Ratusan warga dusun Curah Ungkal kecamatan Silo, Rabu malam menghadang sebuah mobil pick-up bermuatan batu mangan. Nyaris terjadi bentrok antara masyarakat pendukung dan yang menolak aktifitas petambangan. Untungnya bentrok berhasil digagalkan aparat desa dan petugas polsek Sempolan yang datang di lokasi kejadian.

Mohammad Khusnul salah satu warga Cungkal Ungkal Yang juga berada dilokasi menceritakan, peristiwa ini bermula ketika masyarakat sedang menggelar pembubaran panitia pengajian, mendapat informasi ada sebuah mobil yang akan turun bermuatan mangan. Padahal DPRD dan Disperindag memutuskan untuk menghentikan semua aktifitas penambangan untuk sementara sampai ada kesepakatan.

Warga yang selama ini menolak petambangan langsung melakukan penghadangan. Ketika melakukan penghadangan ini warga sempat mengambil salah satu sample mangan dari mobil tersebut. Sayangnya sopir mobil berhasil kabur dengan memanfaatkan kondisi ricuh antara masyarakat yang pro dan kontra.

Kapolsek Sempolan IPTU Zaenuri menuturkan, dari hasil penyelidikan sementara diduga mangan diambil dari areal tambang milik CV. Wahyu Sejahtera di perkebunan Curah Mas. Terbukti ketika di cek di lokasi, ada bekas jejak roda mobil yang masih baru dan sisa mangan yang saat ini diamankan pihak perkebunan.

Keterangan para saksi di TKP menyebutkan, bahwa pegemudi pick-up berinisial MS warga setempat. Sayangnya ktika didatangi di rumahnya, MS sudah kabur. Sementara mobil pengangkut diamankan dari rumah pemiliknya berinisial EK. Saat ini polisi masih masih memeriksa satu orang saksi.
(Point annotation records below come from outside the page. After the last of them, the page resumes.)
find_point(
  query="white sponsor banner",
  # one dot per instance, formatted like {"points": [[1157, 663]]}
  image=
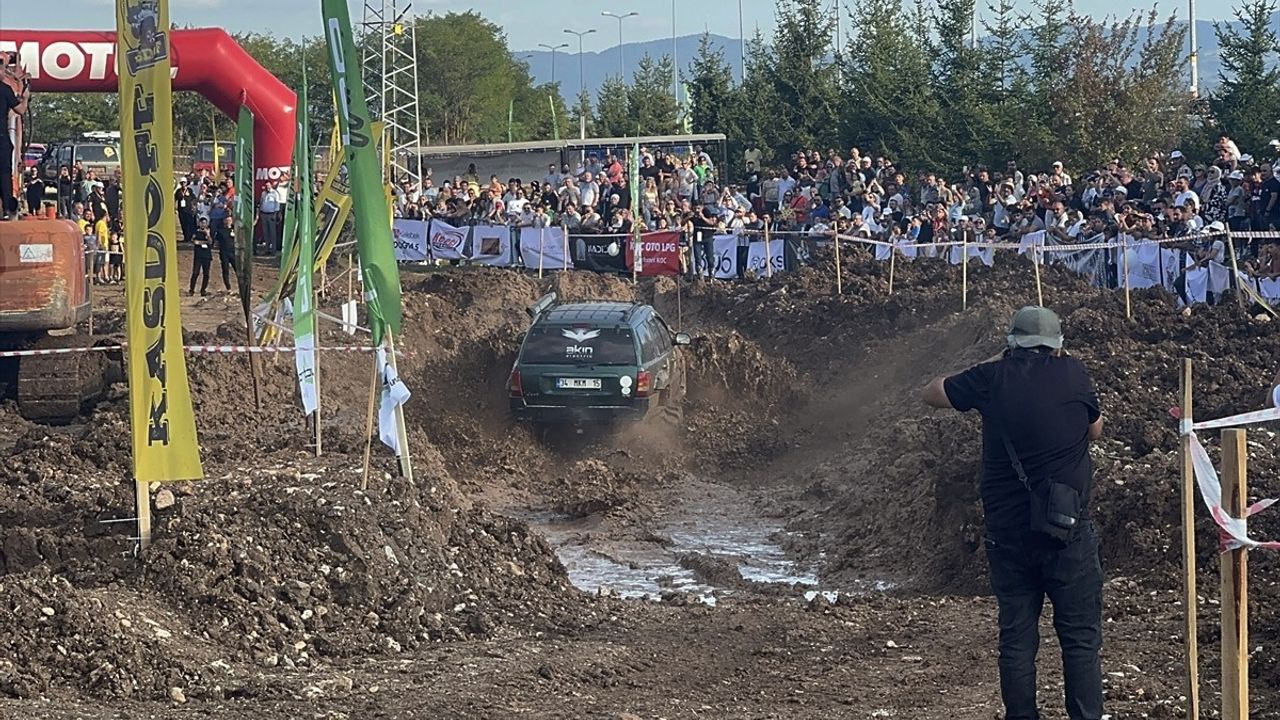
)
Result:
{"points": [[410, 240], [986, 254], [1270, 288], [350, 314], [490, 245], [1197, 285], [1219, 278], [755, 258], [446, 241], [37, 253], [305, 364], [393, 395], [726, 256], [544, 249]]}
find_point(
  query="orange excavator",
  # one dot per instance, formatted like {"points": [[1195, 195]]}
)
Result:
{"points": [[44, 296]]}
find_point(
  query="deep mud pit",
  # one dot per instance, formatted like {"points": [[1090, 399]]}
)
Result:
{"points": [[832, 519], [709, 542]]}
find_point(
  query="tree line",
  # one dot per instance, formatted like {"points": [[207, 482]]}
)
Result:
{"points": [[917, 82]]}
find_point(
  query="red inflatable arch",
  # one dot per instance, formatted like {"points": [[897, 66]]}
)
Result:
{"points": [[215, 65]]}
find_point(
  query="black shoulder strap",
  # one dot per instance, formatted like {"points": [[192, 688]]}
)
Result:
{"points": [[1013, 458]]}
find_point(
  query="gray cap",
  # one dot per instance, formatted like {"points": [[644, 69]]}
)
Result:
{"points": [[1036, 327]]}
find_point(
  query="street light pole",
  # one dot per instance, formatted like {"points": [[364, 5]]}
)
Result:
{"points": [[553, 49], [622, 59], [581, 82]]}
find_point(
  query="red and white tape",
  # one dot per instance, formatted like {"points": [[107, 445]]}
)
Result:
{"points": [[187, 347]]}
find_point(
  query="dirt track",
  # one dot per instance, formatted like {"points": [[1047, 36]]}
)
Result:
{"points": [[275, 588]]}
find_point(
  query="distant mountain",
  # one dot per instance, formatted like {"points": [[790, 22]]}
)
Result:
{"points": [[598, 65]]}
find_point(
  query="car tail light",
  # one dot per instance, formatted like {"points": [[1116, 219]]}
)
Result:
{"points": [[644, 383]]}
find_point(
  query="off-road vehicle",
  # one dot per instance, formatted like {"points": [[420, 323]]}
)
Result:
{"points": [[597, 361]]}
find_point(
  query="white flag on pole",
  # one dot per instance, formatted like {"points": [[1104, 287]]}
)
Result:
{"points": [[393, 393]]}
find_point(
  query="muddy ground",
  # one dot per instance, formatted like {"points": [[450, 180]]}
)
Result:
{"points": [[805, 545]]}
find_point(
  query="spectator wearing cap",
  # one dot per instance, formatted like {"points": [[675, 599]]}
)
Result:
{"points": [[1183, 194], [1214, 196], [1271, 200], [1237, 201]]}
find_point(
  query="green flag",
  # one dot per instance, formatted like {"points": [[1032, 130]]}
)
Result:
{"points": [[245, 204], [368, 197], [291, 214], [304, 292]]}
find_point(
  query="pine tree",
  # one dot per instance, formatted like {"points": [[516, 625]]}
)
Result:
{"points": [[804, 78], [612, 114], [1247, 100], [753, 109], [581, 119], [890, 108], [652, 106], [711, 87], [1006, 85], [968, 123]]}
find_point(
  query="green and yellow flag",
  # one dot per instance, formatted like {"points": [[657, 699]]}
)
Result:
{"points": [[161, 419], [304, 292], [245, 204], [369, 204]]}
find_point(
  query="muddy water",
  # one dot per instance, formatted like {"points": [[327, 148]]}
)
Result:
{"points": [[712, 522]]}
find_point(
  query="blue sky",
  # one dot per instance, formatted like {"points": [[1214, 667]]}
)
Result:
{"points": [[528, 23]]}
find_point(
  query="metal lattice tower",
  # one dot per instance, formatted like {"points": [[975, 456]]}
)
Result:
{"points": [[389, 62]]}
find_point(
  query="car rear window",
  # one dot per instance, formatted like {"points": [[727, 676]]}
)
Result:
{"points": [[96, 154], [579, 346]]}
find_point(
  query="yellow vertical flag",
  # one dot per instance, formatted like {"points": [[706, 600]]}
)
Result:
{"points": [[218, 149], [161, 419]]}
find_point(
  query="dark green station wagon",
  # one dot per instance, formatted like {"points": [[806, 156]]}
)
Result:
{"points": [[597, 361]]}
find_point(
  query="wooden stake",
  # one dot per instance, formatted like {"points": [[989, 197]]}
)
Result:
{"points": [[1235, 269], [142, 495], [565, 235], [892, 260], [540, 236], [1037, 258], [840, 283], [768, 255], [1128, 297], [1191, 602], [1235, 583], [369, 423], [680, 309], [406, 461]]}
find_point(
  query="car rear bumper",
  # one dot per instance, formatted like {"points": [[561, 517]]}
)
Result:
{"points": [[525, 410]]}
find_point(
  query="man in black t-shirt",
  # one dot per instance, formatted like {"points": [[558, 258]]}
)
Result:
{"points": [[1042, 401]]}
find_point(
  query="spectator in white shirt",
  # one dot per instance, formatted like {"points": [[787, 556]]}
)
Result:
{"points": [[270, 210], [589, 191]]}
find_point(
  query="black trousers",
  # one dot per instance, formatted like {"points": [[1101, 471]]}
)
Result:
{"points": [[200, 265], [8, 200], [228, 263], [188, 226], [1024, 572]]}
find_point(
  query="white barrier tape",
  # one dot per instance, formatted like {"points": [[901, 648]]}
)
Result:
{"points": [[1234, 531], [187, 347], [1237, 420]]}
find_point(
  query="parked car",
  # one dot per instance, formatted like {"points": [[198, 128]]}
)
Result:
{"points": [[597, 361], [97, 151], [32, 155]]}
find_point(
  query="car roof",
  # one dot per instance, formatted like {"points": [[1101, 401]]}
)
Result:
{"points": [[593, 313]]}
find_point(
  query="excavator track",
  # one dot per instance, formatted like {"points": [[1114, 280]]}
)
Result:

Polisi sendiri mengaku masih belum tahu tindak lanjut persoalan ini. Bisa diarahkan ke kasus kriminal pencurian jika MS melakukan penggalian dan pengangkutan tanpa ada perintah CV. Wahyu Sejahtera sebagai pemegang ijin. Namun jika memang ada ijin, polisi tidak bias melanjutkan proses hokum, karena tidak ada persoalan hokum yang dilanggar.